- Directed by: Lorraine Senna
- Written by: Joe Conway Tom Asina Stephen Brian Dowdall
- Starring: Timothy Bottoms Ben Estus Meredith Baxter
- Release date: April 21, 2006;
- Running time: 90 minutes
- Country: United States
- Language: English

= Paradise, Texas (film) =

Paradise, Texas is a 2006 family drama film directed by Lorraine Senna and starring Timothy Bottoms, Ben Estus, and Meredith Baxter. Premiering at the 2006 WorldFest Film Festival, Paradise, Texas received a Gold Remi Award. After a limited theatrical release, the film was made available on DVD in October 2006.

==Plot==
The film follows aging, overworked actor Mack Cameron (Timothy Bottoms) as he struggles to keep up with the demands of career and family life.
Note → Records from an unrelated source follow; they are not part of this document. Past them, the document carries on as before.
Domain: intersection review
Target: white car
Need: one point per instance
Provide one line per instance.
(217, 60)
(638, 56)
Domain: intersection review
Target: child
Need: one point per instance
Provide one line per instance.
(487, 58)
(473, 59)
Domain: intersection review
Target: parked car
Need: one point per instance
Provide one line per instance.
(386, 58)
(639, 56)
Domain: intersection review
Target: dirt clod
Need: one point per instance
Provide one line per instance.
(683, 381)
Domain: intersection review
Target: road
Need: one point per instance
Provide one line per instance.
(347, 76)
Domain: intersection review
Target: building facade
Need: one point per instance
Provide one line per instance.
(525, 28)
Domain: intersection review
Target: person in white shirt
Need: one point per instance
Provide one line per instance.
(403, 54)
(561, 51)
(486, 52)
Cameron accepts a lead role in a low-budget independent film despite schedule conflicts with a major movie role he's lined up for, because it will be filmed in his small hometown of Littleton, Texas. Cameron sees the project as an opportunity to mend fraying relationships with his wife, Liz (Meredith Baxter), and sons Tyler (Dylan Michael Patton) and Joe (Emilio Mazur). Cameron's frustration boils over when he learns he has been removed from his role in the upcoming blockbuster because of his decision to work close to home. Cameron lashes out at the people around him, further alienating his family and wreaking havoc on the set. Cameron's child co-star, CJ Kinney (Ben Estus) is particularly affected. CJ's desire for a performing career alienates him from his peers and family, especially from his overbearing father Cal (Brandon Smith). Interaction with CJ inspires Cameron to re-assess his priorities; ultimately, he opts to put his family and life in his hometown ahead of his career.

==Production==
Developed under the working title On the Rocks, the film was directed by Lorraine Senna and written by Joe Conway, Tom Asina and Stephen Brian Dowdall. Most shooting was done on location in a small town outside of Houston for added realism. The William Morris Agency attempted distribution of the film, with limited success. The film premiered at the Angelika Film Center at the opening night of Houston's WorldFest Film Festival on April 21, 2006, and followed with a one-week run there. It continued with a brief run at Angelika's Dallas theater. The film was released to DVD on October 27, 2006.

==Critical reception==
Paradise, Texas won a Gold Remi Award at the 2006 WorldFest Film Festival. It received mixed reviews from film critics, who praised the film's cast, but dismissed the script as "cliche-ridden" and "contrived". Senna's direction was offered praise, (some of it backhanded). More broadly, the film's warmth led it to be seen as a success, measured against the standards of the family-oriented audience for which it was presumably intended. Three out of four Rotten Tomatoes ratings for the film were positive.